Other Instances of Third Party Liability

To the lay person, the question of whether or not Wachovia played an active role in the Suntasia fraud may be clear. But in other cases, the issues get much more complex.

Consider the recent U.S. Supreme Court decision in the case of Stoneridge Investment Partners v. Scientific-Atlanta, et al.

Stoneridge sued Scientific-Atlanta and Motorola for their business dealings with Charter Communications, alleging that these companies played a part in investors being deceived. Charter was inflating revenue on its financial statements, and part of the fraud had to do with transactions done with the defendants in this case.

Charter would purchase cable boxes from the defendants at a $20 premium over the regular price, and the defendants agreed to return that money by purchasing advertising from the cable company. Charter booked the advertising money as revenue, but didn’t immediately book the purchase of the cable boxes as an expense. This caused the net income of Charter to be inflated while these transactions were occurring.

In this case, the Supreme Court decided that the cable box suppliers couldn’t be held responsible for the financial statement fraud of Charter, or for the fact that investors relied on the fraudulent financial statements.

Although the cable boxes were apparently the vehicle for the fraud, Scientific-Atlanta and Motorola did not appear to know about the fraud being committed within Charter and I question whether they even could have known about the fraud. While the transactions surrounding these cable boxes may appear a bit unusual, they do not constitute fraud so long as they are reported properly under the accounting rules.

And it appears that Scientfic-Atlanta and Motorola recorded the transactions properly on their books, so it doesn’t seem likely that they even considered whether or not Charter was doing the same.

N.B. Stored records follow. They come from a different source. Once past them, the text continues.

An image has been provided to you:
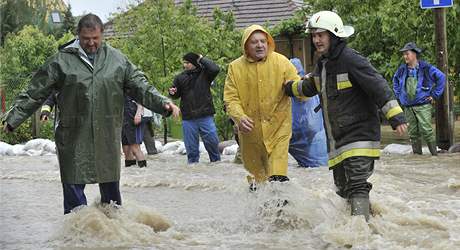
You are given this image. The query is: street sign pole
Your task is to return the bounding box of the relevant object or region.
[433,8,455,150]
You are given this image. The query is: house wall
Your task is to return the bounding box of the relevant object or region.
[274,36,314,72]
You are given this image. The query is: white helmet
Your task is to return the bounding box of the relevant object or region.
[305,11,355,37]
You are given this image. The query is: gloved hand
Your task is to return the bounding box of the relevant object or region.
[283,81,295,96]
[268,175,289,182]
[40,110,51,122]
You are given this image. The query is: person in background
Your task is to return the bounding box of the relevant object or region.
[121,95,147,168]
[169,52,220,164]
[285,11,407,220]
[142,107,158,155]
[224,25,300,191]
[2,14,180,214]
[40,91,58,122]
[393,42,446,155]
[289,58,327,168]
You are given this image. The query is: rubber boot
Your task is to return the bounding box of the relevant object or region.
[125,160,136,167]
[427,142,438,156]
[350,197,370,221]
[137,160,147,168]
[412,140,422,155]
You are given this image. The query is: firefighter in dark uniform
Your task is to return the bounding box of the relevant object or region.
[285,11,407,220]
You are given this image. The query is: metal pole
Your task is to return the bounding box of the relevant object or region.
[434,8,455,150]
[161,34,168,144]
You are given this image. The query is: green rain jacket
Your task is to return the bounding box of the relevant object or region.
[5,40,170,184]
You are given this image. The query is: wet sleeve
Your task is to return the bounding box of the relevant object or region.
[3,58,61,129]
[347,54,405,129]
[41,91,56,112]
[429,66,446,100]
[124,59,171,116]
[199,57,220,84]
[168,75,182,99]
[393,68,401,100]
[224,64,247,123]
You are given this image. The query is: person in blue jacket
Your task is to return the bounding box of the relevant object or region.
[393,42,446,155]
[289,58,327,168]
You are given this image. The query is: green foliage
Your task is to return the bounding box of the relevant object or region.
[110,0,241,139]
[0,0,36,44]
[270,10,307,37]
[0,26,57,107]
[0,26,58,144]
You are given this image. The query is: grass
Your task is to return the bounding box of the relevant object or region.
[381,120,460,147]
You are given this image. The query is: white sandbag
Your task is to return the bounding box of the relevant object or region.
[24,138,55,151]
[155,141,163,153]
[222,144,238,155]
[42,140,56,155]
[0,141,13,155]
[6,144,27,156]
[25,149,45,156]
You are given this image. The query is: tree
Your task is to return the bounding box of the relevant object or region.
[0,26,57,143]
[0,0,35,45]
[56,4,76,37]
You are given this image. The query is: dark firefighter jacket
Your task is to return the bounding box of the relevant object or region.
[286,41,405,168]
[5,41,170,184]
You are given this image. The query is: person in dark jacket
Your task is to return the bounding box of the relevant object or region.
[2,14,179,214]
[169,52,220,164]
[393,42,446,155]
[285,11,407,220]
[121,95,147,168]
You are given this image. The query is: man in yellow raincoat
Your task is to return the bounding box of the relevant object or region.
[224,25,300,190]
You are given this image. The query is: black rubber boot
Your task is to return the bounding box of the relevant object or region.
[137,160,147,168]
[427,142,438,156]
[350,197,370,221]
[268,175,289,182]
[412,140,422,155]
[125,160,136,167]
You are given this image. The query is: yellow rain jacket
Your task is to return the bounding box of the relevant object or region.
[224,25,300,182]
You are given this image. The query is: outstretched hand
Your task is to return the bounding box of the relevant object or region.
[164,102,180,118]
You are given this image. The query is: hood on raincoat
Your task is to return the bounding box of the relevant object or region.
[241,24,275,58]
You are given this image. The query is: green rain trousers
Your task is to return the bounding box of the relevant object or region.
[404,103,435,143]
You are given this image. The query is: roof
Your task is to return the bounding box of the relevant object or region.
[174,0,303,28]
[104,0,304,37]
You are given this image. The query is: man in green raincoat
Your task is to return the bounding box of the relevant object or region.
[3,14,179,214]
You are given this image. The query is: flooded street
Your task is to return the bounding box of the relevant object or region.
[0,153,460,249]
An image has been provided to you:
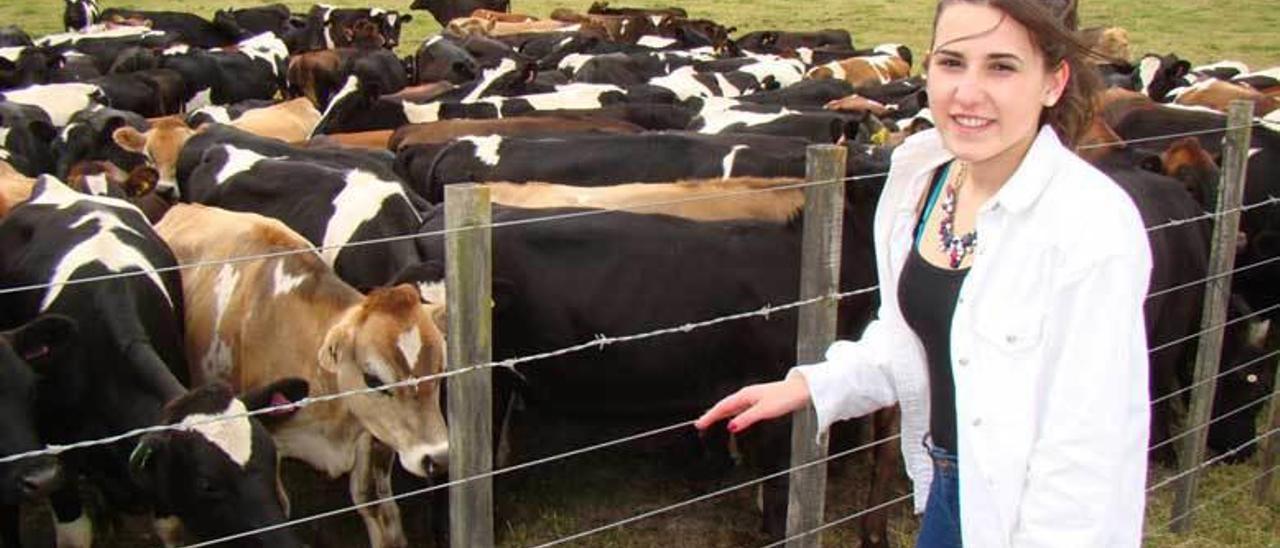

It’s clear to me that the actions of the defendants in this case were far removed from the fraud being committed by Charter. They had no reason to suspect a fraud was occurring, and by merely participating in a transaction with a company committing fraud, it doesn’t mean they should be held responsible. The actions of Charter in committing their financial statement fraud were far removed from the transactions involving the cable boxes and advertising.

More Direct Involvement
Contrast the actions in the Charter case with those in the Wachovia case. According to reports, the bank officials appear to have been put on notice by other banks and law enforcement that fraud was being committed by Suntasia. Even an internal investigator pointed out significant problems with the account, problems that reeked of fraud.

The bank continued to provide services that it appeared to know were directly connected to a fraud, in that the fraud could not be committed without these services. Consumer complaints of unauthorized transactions, even in large numbers, did not convince bank officials to suspend doing business with a suspect customer. This is a big problem, I think, as the bank likely had direct evidence and knowledge of the crime.

Victims of fraud want to recover their money. They often don’t care who pays for the crime, as long as they get some or all of their funds back. But the courts must be careful to only hold responsible those third parties which played an active role in a fraud.

Big business with deep pockets can’t be held liable for every fraud scheme, simply because they did business with the organization committing the fraud. Third parties should only be held responsible when they had sufficient knowledge of the fraud and played an active role in making the fraud happen.